My Own Advisor said:


> Nope. You will get the full dividend inside RRSP.



true. Let's keep in mind that NR witihholding tax is an entirely separate matter from FX fees on dividends, though.

re the BIP dividend, brookfield has made some changes which will apply to the upcoming divvie payable 30 december/16. Here's what they say:

_" Beginning with the Q4 2016 distribution, registered unitholders who are Canadian residents and beneficial unitholders whose units are registered in the name of CDS or a name other than their own name (i.e., generally those holding their LP Units with a Canadian brokerage),will receive their dividends in the Canadian dollar equivalent, unless they request to receive dividends in U.S. dollars."_

https://bip.brookfield.com/stock-and-distribution/distributions/distribution-history


the above & other broad statements in the linked text - stating that shareholders holding BIP in street form at brokers can request to receive their dividends in USD merely by advising their brokers - are misleading.
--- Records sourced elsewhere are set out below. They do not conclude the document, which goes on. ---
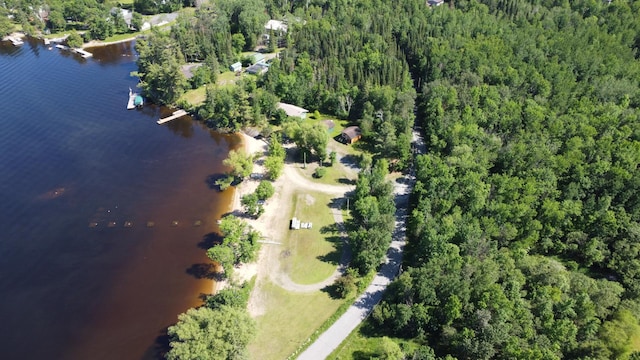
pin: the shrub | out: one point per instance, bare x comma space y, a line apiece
265, 190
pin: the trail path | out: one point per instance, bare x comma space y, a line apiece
362, 307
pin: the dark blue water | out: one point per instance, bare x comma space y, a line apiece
102, 212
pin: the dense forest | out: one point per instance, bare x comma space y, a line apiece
524, 235
524, 240
96, 19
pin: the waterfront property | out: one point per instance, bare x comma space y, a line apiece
135, 100
258, 68
176, 114
16, 41
293, 110
275, 25
351, 134
235, 67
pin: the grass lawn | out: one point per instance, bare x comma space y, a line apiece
315, 252
195, 96
290, 319
357, 346
227, 78
198, 96
120, 37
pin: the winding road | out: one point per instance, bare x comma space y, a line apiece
362, 307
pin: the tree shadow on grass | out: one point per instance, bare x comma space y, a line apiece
371, 329
334, 256
332, 291
350, 161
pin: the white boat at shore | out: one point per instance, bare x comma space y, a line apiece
135, 100
16, 41
84, 54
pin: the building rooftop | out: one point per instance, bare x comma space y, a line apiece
276, 25
293, 110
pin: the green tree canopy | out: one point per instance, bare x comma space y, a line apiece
222, 333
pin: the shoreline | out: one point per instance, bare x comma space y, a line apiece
244, 272
98, 43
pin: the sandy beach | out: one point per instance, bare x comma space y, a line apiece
245, 272
97, 43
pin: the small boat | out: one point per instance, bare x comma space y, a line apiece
16, 41
135, 100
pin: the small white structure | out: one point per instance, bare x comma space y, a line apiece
293, 110
83, 53
275, 25
258, 68
297, 225
235, 67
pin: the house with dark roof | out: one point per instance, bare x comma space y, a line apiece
351, 134
292, 110
258, 68
235, 67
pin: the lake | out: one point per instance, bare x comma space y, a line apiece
105, 215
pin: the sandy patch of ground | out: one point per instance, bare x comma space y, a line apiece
273, 224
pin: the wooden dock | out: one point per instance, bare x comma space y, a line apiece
175, 115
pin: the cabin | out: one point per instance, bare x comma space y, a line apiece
329, 124
257, 58
296, 224
258, 68
351, 134
276, 26
292, 110
235, 67
188, 70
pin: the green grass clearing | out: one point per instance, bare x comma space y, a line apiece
195, 96
289, 320
315, 252
358, 346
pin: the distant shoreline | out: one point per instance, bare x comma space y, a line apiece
98, 43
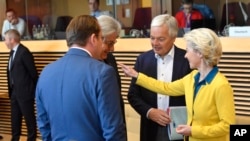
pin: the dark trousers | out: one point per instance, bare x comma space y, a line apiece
19, 110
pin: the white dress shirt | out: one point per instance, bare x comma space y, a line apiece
164, 73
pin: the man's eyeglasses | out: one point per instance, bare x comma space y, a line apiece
109, 43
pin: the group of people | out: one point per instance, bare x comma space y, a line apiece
99, 107
78, 97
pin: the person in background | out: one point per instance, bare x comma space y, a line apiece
164, 62
22, 78
77, 96
209, 96
185, 16
110, 32
13, 22
94, 9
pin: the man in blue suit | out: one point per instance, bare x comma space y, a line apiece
165, 62
77, 96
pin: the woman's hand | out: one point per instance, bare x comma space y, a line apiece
184, 130
128, 70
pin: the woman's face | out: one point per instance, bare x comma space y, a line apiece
108, 44
193, 56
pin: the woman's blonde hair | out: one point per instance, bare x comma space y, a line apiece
207, 43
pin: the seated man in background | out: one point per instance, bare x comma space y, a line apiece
13, 22
185, 16
94, 9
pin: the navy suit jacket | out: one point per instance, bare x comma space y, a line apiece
78, 99
142, 99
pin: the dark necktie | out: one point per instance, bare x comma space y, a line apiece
10, 64
11, 58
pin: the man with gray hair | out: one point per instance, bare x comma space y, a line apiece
165, 62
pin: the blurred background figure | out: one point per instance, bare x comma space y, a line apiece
110, 32
94, 9
22, 78
187, 14
13, 22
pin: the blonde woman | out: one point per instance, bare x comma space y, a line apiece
208, 94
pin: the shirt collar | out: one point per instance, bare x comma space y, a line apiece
15, 48
210, 76
82, 49
170, 53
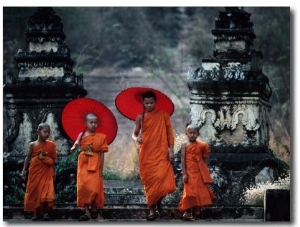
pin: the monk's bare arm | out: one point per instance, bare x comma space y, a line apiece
102, 162
27, 160
136, 130
76, 143
183, 162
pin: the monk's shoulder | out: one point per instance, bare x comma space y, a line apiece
51, 143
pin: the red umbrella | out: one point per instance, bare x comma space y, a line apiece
130, 101
74, 113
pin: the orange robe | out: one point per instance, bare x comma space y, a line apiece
156, 171
40, 184
196, 193
89, 176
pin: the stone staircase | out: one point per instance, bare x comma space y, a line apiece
125, 201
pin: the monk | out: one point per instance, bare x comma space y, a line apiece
154, 133
40, 159
195, 173
90, 187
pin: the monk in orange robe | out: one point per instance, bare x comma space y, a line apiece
154, 133
90, 186
196, 176
39, 195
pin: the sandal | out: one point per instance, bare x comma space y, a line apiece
188, 216
84, 218
151, 217
94, 214
36, 217
162, 213
46, 217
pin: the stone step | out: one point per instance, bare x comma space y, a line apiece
130, 213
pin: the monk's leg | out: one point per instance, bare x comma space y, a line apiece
94, 211
152, 215
160, 210
45, 209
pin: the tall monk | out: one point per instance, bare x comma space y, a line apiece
40, 159
195, 173
154, 133
90, 187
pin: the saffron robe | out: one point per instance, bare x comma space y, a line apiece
90, 184
156, 171
196, 192
40, 184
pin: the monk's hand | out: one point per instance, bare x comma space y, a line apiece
185, 178
171, 157
139, 139
74, 147
24, 175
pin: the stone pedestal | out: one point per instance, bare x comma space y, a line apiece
277, 205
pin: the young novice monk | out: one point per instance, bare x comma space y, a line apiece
195, 174
154, 133
90, 189
39, 195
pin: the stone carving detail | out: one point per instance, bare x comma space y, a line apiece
14, 117
247, 117
207, 131
195, 114
224, 120
234, 72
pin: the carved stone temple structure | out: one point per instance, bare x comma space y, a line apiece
45, 84
229, 101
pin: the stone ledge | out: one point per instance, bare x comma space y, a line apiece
136, 213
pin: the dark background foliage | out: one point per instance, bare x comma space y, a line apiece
170, 39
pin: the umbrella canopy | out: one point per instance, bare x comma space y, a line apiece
74, 113
129, 102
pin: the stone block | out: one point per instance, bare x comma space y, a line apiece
277, 205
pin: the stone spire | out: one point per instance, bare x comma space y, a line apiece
229, 92
45, 83
229, 102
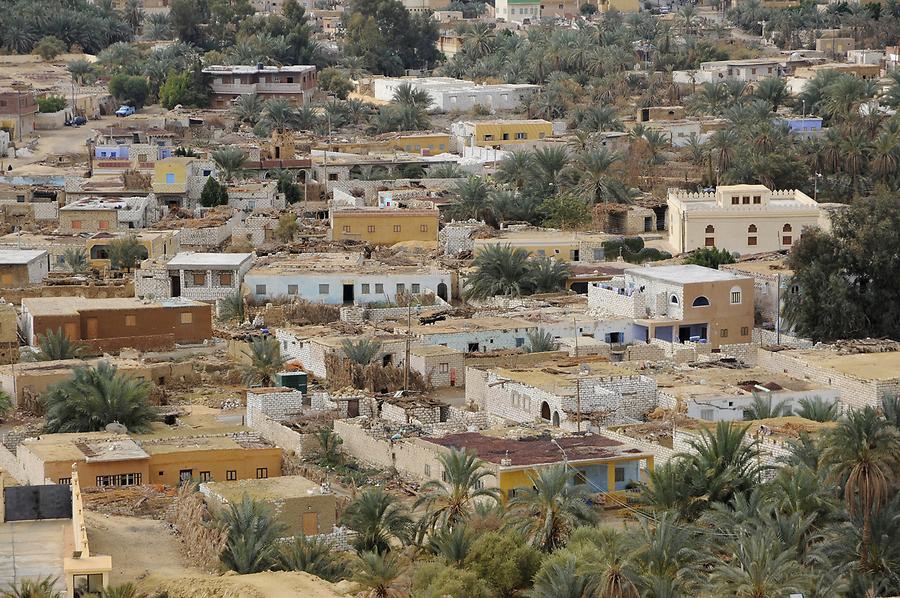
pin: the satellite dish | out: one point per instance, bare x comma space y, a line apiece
116, 428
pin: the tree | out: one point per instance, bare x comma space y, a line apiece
95, 397
449, 502
55, 345
125, 253
565, 211
252, 531
75, 259
375, 573
287, 228
213, 194
378, 518
361, 352
265, 361
549, 512
49, 47
863, 452
129, 89
846, 278
540, 341
314, 556
709, 257
230, 161
499, 270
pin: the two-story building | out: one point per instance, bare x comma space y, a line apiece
741, 218
680, 304
294, 83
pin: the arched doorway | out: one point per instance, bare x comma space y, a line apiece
545, 411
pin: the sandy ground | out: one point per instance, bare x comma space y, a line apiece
146, 552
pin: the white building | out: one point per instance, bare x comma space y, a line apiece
741, 218
343, 278
457, 94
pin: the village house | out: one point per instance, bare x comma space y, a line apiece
23, 267
680, 304
112, 324
95, 214
294, 83
343, 278
741, 218
197, 276
384, 226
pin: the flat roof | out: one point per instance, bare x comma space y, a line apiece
188, 259
13, 257
684, 273
538, 450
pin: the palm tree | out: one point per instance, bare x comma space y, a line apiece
230, 161
95, 397
549, 512
55, 345
449, 502
378, 518
362, 352
32, 588
247, 108
265, 361
818, 409
762, 408
314, 556
252, 532
540, 341
407, 95
76, 260
563, 580
863, 451
499, 270
375, 573
758, 568
548, 275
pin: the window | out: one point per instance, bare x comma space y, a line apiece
700, 301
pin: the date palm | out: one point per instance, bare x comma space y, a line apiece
548, 513
863, 452
450, 501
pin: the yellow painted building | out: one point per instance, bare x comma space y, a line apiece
158, 244
385, 226
498, 133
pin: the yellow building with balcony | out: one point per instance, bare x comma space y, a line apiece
500, 133
384, 226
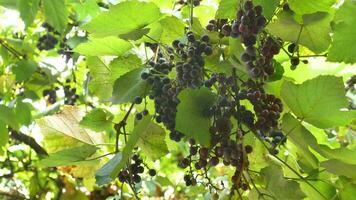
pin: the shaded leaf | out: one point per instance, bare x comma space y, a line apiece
56, 14
318, 101
104, 46
68, 156
28, 10
128, 86
112, 168
280, 187
315, 30
152, 142
190, 119
123, 18
97, 120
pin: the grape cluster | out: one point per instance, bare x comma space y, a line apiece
164, 93
50, 95
249, 22
132, 173
186, 2
267, 108
190, 68
49, 40
222, 26
70, 96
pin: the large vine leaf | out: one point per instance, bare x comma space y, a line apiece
318, 101
4, 135
305, 140
62, 130
280, 187
69, 156
104, 46
269, 7
340, 168
314, 31
343, 47
128, 86
112, 168
8, 116
152, 142
227, 9
307, 7
103, 76
28, 10
97, 120
299, 136
56, 14
123, 18
24, 69
190, 119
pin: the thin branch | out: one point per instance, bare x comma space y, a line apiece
30, 141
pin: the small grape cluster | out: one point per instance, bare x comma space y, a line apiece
132, 174
222, 26
164, 93
190, 68
70, 94
65, 50
267, 108
248, 26
276, 138
50, 95
249, 22
186, 2
49, 40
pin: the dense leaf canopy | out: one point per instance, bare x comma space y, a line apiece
178, 99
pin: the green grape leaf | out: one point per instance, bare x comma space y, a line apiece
280, 187
304, 140
24, 69
318, 101
303, 7
300, 137
88, 9
23, 113
190, 119
269, 7
9, 3
172, 28
343, 46
28, 10
340, 168
111, 45
69, 156
62, 130
227, 9
4, 134
314, 32
56, 14
152, 142
103, 76
111, 169
97, 120
135, 34
8, 116
128, 86
123, 18
346, 188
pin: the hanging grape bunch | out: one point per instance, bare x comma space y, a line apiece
222, 26
188, 58
186, 2
50, 95
47, 41
70, 94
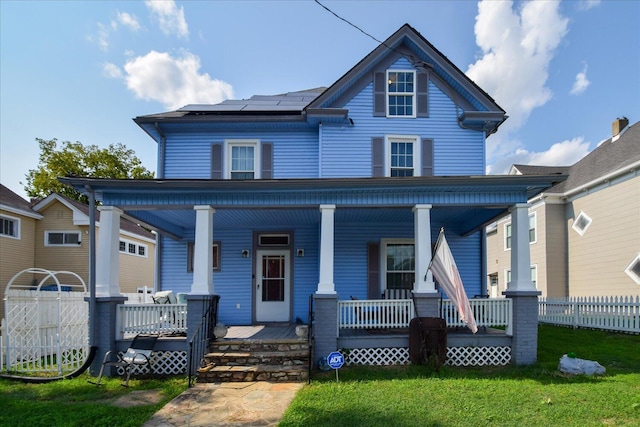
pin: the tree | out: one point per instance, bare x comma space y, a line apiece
74, 158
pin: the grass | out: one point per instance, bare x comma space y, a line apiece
76, 402
512, 396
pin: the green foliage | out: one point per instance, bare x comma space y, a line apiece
75, 159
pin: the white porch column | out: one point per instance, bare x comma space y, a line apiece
108, 253
422, 241
326, 285
520, 252
203, 252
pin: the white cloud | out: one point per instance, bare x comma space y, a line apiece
588, 4
564, 153
516, 49
129, 21
111, 70
581, 83
170, 18
174, 82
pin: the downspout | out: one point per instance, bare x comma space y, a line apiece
92, 264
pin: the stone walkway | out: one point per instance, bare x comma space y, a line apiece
227, 404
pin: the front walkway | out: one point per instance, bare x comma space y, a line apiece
227, 404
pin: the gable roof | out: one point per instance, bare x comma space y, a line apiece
81, 215
613, 157
11, 202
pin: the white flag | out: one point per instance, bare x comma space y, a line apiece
445, 271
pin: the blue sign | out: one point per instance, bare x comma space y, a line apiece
335, 360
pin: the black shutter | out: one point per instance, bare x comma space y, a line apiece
422, 90
216, 160
266, 171
373, 271
377, 156
427, 157
379, 94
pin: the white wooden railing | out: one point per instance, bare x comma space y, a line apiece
609, 313
488, 312
370, 314
165, 319
361, 314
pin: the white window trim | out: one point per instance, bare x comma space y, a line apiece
531, 242
137, 245
68, 245
229, 143
575, 222
16, 227
383, 257
630, 272
413, 94
417, 152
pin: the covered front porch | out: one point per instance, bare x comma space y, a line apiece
336, 233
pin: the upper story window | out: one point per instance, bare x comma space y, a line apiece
9, 227
532, 232
62, 238
133, 248
401, 93
242, 159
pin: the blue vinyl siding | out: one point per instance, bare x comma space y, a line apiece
295, 152
346, 150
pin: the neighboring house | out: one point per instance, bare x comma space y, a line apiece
54, 234
333, 192
585, 231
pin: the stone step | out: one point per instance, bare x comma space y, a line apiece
275, 373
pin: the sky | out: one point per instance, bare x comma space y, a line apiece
81, 71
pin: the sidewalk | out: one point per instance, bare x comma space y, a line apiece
227, 404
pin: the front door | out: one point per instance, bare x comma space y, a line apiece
272, 286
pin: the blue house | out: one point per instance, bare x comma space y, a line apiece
336, 193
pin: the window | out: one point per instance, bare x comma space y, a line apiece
243, 160
9, 227
532, 232
403, 156
582, 223
133, 248
216, 256
401, 91
62, 238
399, 264
633, 270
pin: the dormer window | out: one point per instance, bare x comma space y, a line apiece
401, 94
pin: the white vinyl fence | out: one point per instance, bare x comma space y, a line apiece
620, 314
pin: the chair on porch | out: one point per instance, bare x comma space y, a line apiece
139, 353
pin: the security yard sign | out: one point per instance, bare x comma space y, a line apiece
335, 360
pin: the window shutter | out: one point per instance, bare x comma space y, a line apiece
422, 90
373, 271
427, 157
216, 160
379, 94
266, 171
377, 156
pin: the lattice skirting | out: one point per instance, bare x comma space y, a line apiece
456, 356
163, 363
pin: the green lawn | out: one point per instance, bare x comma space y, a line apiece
533, 396
410, 396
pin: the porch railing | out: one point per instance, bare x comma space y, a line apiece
488, 312
365, 314
370, 314
165, 319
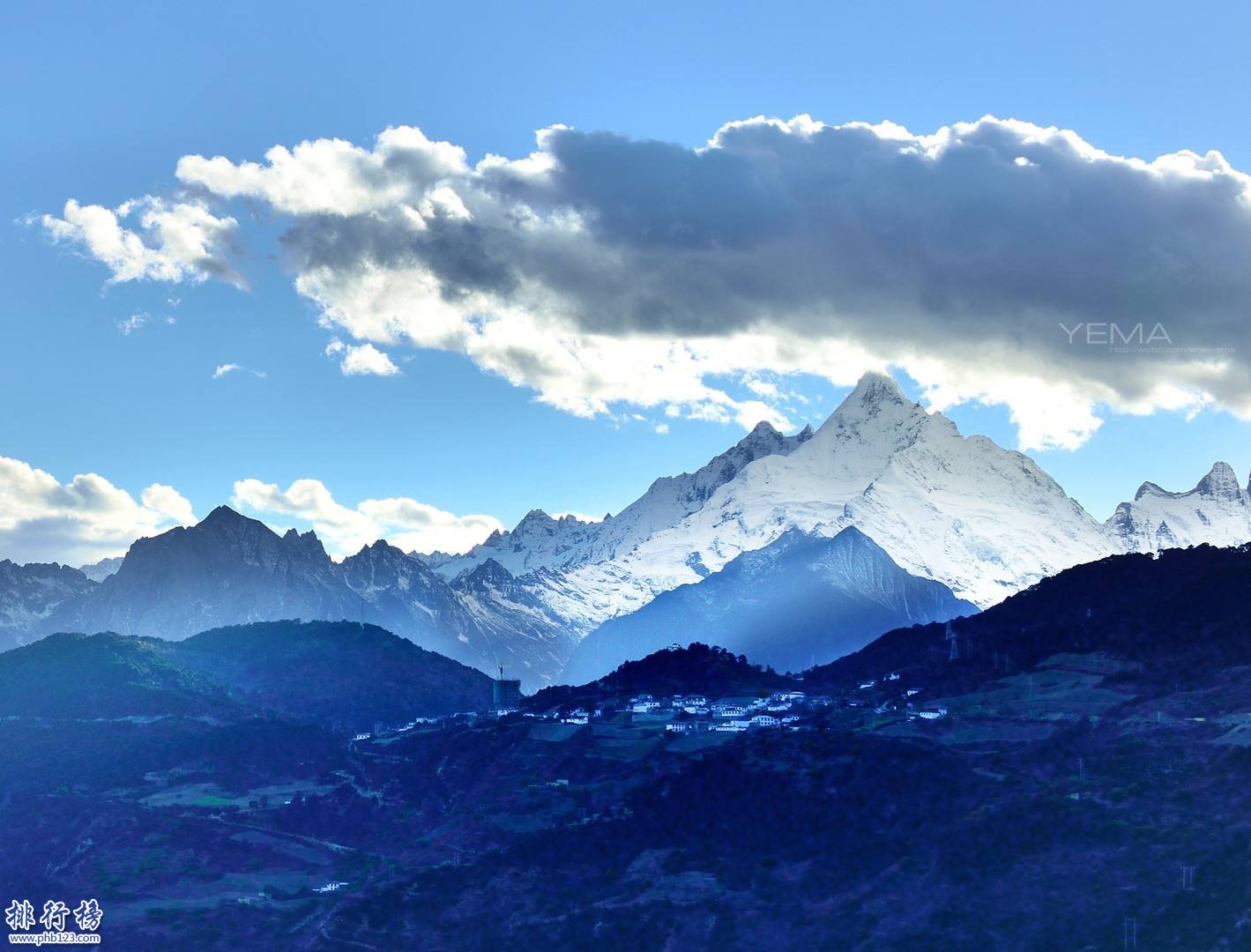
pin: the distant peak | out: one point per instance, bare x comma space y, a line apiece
534, 517
1150, 488
876, 388
226, 517
1221, 482
220, 513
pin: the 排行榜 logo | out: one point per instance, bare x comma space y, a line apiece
53, 919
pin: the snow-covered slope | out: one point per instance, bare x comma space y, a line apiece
797, 602
540, 540
1217, 512
981, 519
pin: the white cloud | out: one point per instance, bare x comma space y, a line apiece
403, 522
79, 522
367, 360
175, 242
607, 273
226, 369
129, 325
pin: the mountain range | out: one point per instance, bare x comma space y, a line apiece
339, 674
960, 513
800, 600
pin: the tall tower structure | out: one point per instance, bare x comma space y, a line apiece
505, 693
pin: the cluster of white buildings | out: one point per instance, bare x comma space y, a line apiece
687, 713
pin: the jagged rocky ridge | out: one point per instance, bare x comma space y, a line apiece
958, 510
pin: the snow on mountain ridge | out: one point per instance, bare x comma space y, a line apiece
1217, 510
540, 540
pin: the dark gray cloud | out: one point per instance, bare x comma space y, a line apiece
992, 260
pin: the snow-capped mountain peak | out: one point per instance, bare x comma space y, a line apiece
1217, 510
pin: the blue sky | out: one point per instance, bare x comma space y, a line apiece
101, 103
the omiitted fact is that investors who do this - ie broker clients who try to advise their brokers or who hold or journal their BIP shares into US account for dividend purposes - risk that their broker will charge FX fees on those BIP dividends.

for some reason, brookfield as a company persists in the inaccurate belief that broker clients are allowed to elect their dividend currencies for all their interlisted stocks *without* any broker FX fees being charged. This, of course, is not true.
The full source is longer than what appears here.